Charles Pasley was born in 1824 in Chatham, England and was educated at King's Grammar Schoo, Rochester. At the age of 16 he became a pupil of the Royal Military Academy at Weelwich, and was commissioned in the Royal Engineers in December 1843. He served in Britain for three years, then in Canada and Bermuda, returning to England because of illness.

From 1851 Pasley served on the staff of the Great Exhibition, and in 1853, at the age of only 29, was appointed colonial engineer of Victoria. He arrived in Melbourne in September of that year and set to work improving his demoralised, under-staffed department. Barracks, court houses and offices were soon under construction. He became captain of the Royal Engineers on 17 February 1854, in time to offer assistance in the Eureka Stockade battle. He commanded skirmishes in the centre and restrained soldiers from taking reprisals after the battle.

From October 1854 to November 1855 Pasley was an official nominee in the Legislative Council. In November 1855 he was appointed commissioner of public works, thus undertaking both a political and professional role as head of his department. Major works started under his leadership included Pentridge gaol, Victoria Barracks and Parliament House, and later the Treasury and General Post Office. He favoured the use of local basalt or bluestone.

Pasley's other public roles included councillor of the Philosphical Institute, vice-president of the Melbourne Philharmonic Society and first patron of the Victorian Institute of Architects.
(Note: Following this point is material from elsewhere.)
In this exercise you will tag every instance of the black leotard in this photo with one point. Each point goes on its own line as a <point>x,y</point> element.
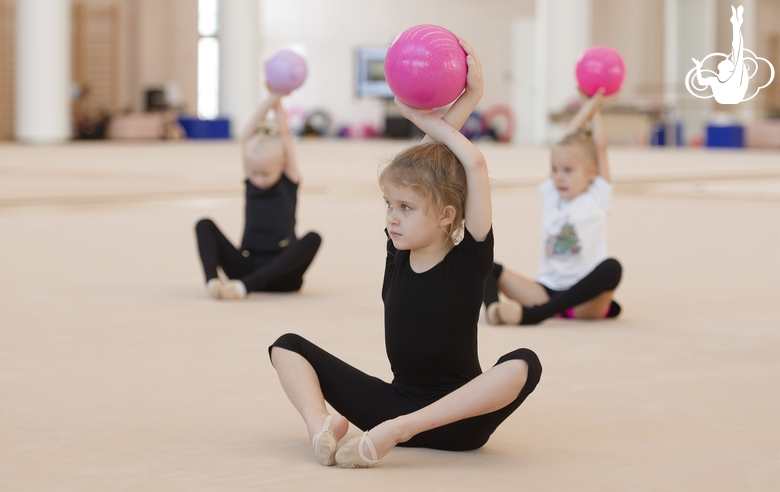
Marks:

Pasley stood for the seat of South Bourke in the Legislative Assembly, qualifying due to his father's generosity - he bought the property necessary for Pasley to stand. Pasley won the seat, but lost his ministerial post in 1857. The following year he became vice-president of the royal commission on the colony's defences, which adopted his proposal for Melbourne to be defended by batteries at Hobson's Bay.

Late in 1859 a royal commission on the civil service recommended that the Public Works Department be headed by a non-professional. Pasley's time was up, and he rejoined his corps and resumed his military career. He leapt at the chance to served in New Zealand, where trouble was afoot, and soon found himself in Taranaki, employed as an engineer. He was wounded in an attach on a Maori fort and was invalided to Melbourne. He was also promoted to brevet major for his service. He finally set sail for England in 1861, at the age of 37.

In England Pasley was appointed commanding engineer at Garvesend. In 1864 he became special agent for Victoria, the same year he married his cousin Charlotte Roberts. They had no children. From 1865 Pasley was superintendent of the naval dockyard at Chatham, and managed a major extension over eight years. He then became director of works at the Admiralty.

In July 1879 Pasley was appointed a commissioner for the Melbourne International Exhibition, and in 1880-82 acted as Victoria's agent-general and chair of the Board of Advice in London. On his retirement from the army he was promoted to major-general. He died at his home in 1890, at the age of 66.